A Beast Like You

Somewhere she’s studying for the MCAT and you, Jonty, are in basketball shorts googling traits of a sociopath. Your lives used to be similar, before the giant divorce, that late night, when you couldn’t deny your programming. You told her you were messed up. You gave her a line about your parents, you told her that your childhood made you take women for granted. She stops you. You have no one but yourself to blame.
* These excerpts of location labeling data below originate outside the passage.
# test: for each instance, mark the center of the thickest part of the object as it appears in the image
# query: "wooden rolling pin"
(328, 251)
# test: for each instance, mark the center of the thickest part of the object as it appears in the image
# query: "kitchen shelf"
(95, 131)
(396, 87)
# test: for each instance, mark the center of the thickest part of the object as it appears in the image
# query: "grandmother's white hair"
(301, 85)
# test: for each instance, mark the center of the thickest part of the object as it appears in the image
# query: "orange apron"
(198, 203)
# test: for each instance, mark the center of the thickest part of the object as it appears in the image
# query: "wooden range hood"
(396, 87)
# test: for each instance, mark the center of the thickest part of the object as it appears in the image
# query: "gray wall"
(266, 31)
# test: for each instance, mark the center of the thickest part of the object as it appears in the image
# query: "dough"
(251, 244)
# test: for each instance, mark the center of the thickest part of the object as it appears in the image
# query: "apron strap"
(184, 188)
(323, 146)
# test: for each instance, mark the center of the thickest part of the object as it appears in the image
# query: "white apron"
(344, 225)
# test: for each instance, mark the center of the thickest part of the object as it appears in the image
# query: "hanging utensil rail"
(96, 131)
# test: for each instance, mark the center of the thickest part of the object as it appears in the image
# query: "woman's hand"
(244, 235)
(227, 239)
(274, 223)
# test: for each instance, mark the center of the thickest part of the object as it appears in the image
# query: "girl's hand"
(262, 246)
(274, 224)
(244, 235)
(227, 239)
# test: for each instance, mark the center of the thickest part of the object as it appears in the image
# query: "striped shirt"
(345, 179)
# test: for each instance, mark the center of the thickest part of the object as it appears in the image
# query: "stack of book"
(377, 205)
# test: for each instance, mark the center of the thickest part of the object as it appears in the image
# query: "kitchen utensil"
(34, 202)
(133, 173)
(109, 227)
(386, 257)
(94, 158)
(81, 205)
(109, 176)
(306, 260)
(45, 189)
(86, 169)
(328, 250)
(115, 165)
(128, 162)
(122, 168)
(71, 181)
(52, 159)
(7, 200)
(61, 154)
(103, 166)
So you give her some lines out of The Captain’s Verses, you even throw in a little Spanish, something she used to like to hear. You even quote Percy Shelley because you’re desperate. “Can spring be far behind?” You tell her it can still work out. But you know it won’t. You’ve kicked over the lantern, and you’re stealing someone else’s means of putting it out.

She calls you

— A liar

— A dick

— The devil

You remember the days when she’d roll over and tell you that she’d rather help humans than animals, that veterinary work felt beneath her. You remember when she called you beb, like some tiny act of intercourse between English and French, like you and the word were both hers. You remember the way she’d hold your neck while you drive, almost like a mother with a teenage driver, and the warmth it added to your car rides. You remember the way she spoke of the future, like it was all in front of you, like the world had spread itself open just for the two of you, and it was music to your ears, music that put mountains on your skin. But none of these things have hit you yet as she holds you in her arms and tells you to fall asleep. The nightmare will come in the morning. And for now, Jonty, you can sleep.

You remember these things now because they only reveal themselves in their own absence, like the silhouette of your soul. So you go out. You see that cowgirl that wears the tight jeans and tells you back rubs are the key to a man’s heart. Cowgirl’s from the deep south, rugged and vulnerable at the same time. She could break a horse, but she’s never met a beast like you. She grew up without a daddy and flinches when a man touches her back; mommy’s boyfriends were rough like that you find out. You tell her you find comfort with her, a connection that doesn’t come around often. But you don’t feel a thing. You’ve been practicing a “take-me-back” speech in the mirror for Her for months. You still have the promise ring in case the speech goes the right way, the one you bought when you were chest-deep in your covers til 1 p.m. every day. You don’t tell cowgirl how you spend your late nights, why she can’t read the growing stack of notebooks on your desk. She picks you up from classes and tries to introduce you to her friends. But you give them nothing, and leave before they ask too much. The next time her friends see you, they’ll be hissing your name along with some other words that would make your conventional mother grab the soap. Eventually she asks if she’s wasting her time with you, and you say yes (over a text). And she sings a familiar tune, one that slashes you every time you hear it, but somehow not enough to provoke any real change.

And so you move on quickly, trying to plug the ever-expanding hole. You start seeing the short girl from your gender classes, the one that smokes weed and has a topless profile picture with a sign in her hands that reads, “Why are you so obsessed with my uterus?” You tell her she’s the opposite of every girl you’ve ever known, and that fascinates you. She’s a hope to you because she’s so independent, maybe she won’t ask for much. Her hands are on your thigh when you tell her this. And then she wakes you up to tell you that she’s afraid to grow up, that she’s not ready for adulthood to force its way into the tight velvet of her life. And you realize you don’t feel anything towards her. You walk home because Lord knows she’s not driving you after what you just said. In the biting cold of that forty-minute walk home you realize she didn’t exhaust you, you’ve exhausted yourself. So you come home to your dirty apartment, with that promise ring lost in the months of hollow bullshit. It doesn’t matter though; the speech was long forgotten.

The price of gas goes up and you only notice because She used to work at the mini mart by your father’s shop. The one where She could steal condoms for your midnight trysts. The alcohol stops making you think of her, the kind of self-abuse your unpalatable mind used to enjoy. And so you fill more notebooks, and you stay up even later. You swear off women, and you buy a bike like you’ve always wanted to. Then you find you’re only twenty years early for a mid-life crisis.

But your eyes right now are fixed on WebMD, and those bullet points are setting off the fire alarm in your head like when you had a stomach bug and they told you it was ass cancer. And so you close the laptop, and you make room. Room for a few more notebooks, room for more Lorrie Moore and Wendell Berry. Room for the lightning rod that is Her name to retire into the alcoves of your memory.